Sungguh menarik membaca atau melihat status Whatsapp teman-teman saya, baik yang saya kenal langsung maupun yang hanya begitu-gitu saja seperti teman sekolah lama, teman kantor, atau  sekedar teman main game yang belum pernah kita jumpai di real life. Yang paling menarik bila mereka mengutip ayat, atau lagu religi, atau rohani.Â
Kadang, tangkap layar berisi syair atau lirik lagu yang sangat indah dan menyentuh, yang bisa meneteskan air mata jika dinyanyikan di dalam gedung ibadah pada hari keagamaan tertentu, kebaktian, pengajian, dan lain sebagainya. Kadang juga dalam kesehariannya pun mereka mengenakan atribut keagamaan tertentu yang tentunya bisa dilihat semua orang.
Hal tersebut sebetulnya tak salah, toh, simbol-simbol agama adalah hak asasi dan identitas semua manusia. Yang lucu, menarik dan ironis, dalam keseharian mereka belum tentu menjalani atau melakukan seperti apa yang mereka tulis, mereka cantumkan, atau mereka dengarkan.
Misalnya, rekan kerja yang bawa kendaraan bermotor, pura-pura tak melihat atau bablas lewat saja bila ada teman yang butuh tumpangan, padahal mereka searah dengan kita baik waktu pergi ataupun pulang dari tempat pekerjaan. Apalagi saat malam atau banjir, entah sengaja atau tak sengaja, wahaulalam. Atau tiba-tiba muncul di chat tanpa angin tanpa hujan mengemis-ngemis pulsa, bahkan pinjam dana, akan tetapi pas ditagih susahnya minta ampun dan mohon pengunduran waktu dengan segala macam alasan .
Sungguh munafik atau hipokrit, bila seseorang berlagak baik di media sosial namun dalam kesehariannya tak ada kasih dan kepedulian barang setetespun dalam hidup mereka. Mereka mungkin pura-pura lupa, atau tidak tahu, atau tidak mau tahu, tentang orang yang memiliki permasalahan pribadi dengan mereka. Mencoba menutupi dengan status yang baik dan indah-indah, seolah-olah mereka sungguh berpikiran baik dan positif. "Pencitraan" kalau kata orang-orang.
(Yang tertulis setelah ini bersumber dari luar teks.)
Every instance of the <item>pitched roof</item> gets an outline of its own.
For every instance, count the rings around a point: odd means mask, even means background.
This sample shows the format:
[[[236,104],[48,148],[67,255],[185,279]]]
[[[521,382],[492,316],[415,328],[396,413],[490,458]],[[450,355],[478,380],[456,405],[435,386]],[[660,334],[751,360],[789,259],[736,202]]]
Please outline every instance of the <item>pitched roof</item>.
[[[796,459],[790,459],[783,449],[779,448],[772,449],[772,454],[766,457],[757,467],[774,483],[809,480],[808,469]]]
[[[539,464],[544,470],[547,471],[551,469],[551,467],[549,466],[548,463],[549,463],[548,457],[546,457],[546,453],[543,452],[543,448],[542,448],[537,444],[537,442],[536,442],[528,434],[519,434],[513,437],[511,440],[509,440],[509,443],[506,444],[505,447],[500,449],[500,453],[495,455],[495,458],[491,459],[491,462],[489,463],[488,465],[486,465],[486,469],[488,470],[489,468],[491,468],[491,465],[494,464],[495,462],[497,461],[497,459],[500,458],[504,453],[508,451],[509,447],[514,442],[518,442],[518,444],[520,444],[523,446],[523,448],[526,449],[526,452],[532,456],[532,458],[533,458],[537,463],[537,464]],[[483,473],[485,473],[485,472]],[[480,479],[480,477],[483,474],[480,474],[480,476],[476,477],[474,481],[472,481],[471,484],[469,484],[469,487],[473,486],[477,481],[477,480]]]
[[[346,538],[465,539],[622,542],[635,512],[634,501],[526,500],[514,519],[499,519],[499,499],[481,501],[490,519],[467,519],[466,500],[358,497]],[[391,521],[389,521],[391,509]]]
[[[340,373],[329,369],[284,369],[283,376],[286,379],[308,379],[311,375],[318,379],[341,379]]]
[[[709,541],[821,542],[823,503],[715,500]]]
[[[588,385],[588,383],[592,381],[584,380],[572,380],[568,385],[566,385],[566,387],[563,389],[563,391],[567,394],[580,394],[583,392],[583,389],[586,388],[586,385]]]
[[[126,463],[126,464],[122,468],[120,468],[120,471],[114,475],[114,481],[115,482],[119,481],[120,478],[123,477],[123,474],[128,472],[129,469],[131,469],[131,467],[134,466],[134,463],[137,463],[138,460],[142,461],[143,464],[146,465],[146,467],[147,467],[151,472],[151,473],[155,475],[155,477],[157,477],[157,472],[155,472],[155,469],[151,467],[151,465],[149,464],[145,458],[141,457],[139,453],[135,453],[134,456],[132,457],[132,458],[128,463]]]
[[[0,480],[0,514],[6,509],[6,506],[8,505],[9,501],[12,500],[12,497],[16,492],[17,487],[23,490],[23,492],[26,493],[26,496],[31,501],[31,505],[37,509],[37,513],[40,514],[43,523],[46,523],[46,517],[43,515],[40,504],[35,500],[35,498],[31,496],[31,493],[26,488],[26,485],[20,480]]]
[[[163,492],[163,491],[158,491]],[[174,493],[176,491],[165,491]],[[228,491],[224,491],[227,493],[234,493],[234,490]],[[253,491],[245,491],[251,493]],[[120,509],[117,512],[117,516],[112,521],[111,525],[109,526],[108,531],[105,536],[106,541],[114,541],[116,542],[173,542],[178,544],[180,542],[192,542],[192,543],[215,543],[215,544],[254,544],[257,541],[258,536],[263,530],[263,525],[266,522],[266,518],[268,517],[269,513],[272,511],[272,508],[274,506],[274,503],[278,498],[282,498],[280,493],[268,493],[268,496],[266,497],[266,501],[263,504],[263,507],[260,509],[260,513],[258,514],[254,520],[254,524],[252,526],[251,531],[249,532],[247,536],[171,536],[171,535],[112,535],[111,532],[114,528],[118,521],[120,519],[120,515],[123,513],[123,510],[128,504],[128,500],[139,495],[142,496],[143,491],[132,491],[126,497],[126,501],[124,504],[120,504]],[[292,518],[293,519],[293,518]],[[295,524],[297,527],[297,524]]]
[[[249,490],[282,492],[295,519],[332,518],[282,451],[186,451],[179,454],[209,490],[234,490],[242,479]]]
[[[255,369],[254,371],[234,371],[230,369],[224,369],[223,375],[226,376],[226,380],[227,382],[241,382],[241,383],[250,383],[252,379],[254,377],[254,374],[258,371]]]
Tentu saja, tidak semua pengguna Whatsapp begitu, akan tetapi alangkah lebih baik dan arif bila tidak menonjolkan diri dengan hal-hal berbau keagamaan hanya demi terlihat ikut-ikutan kampanye moral positive thinking atau berharap (baca: berlagak) segalanya baik-baik saja. Bereskan terlebih dahulu semua masalah, baik hutang uang maupun hutang budi, sebelum menjerit-jerit di status tentang bagaimana baiknya diri Anda, atau bagaimana Anda susah payah "mencari" Tuhan.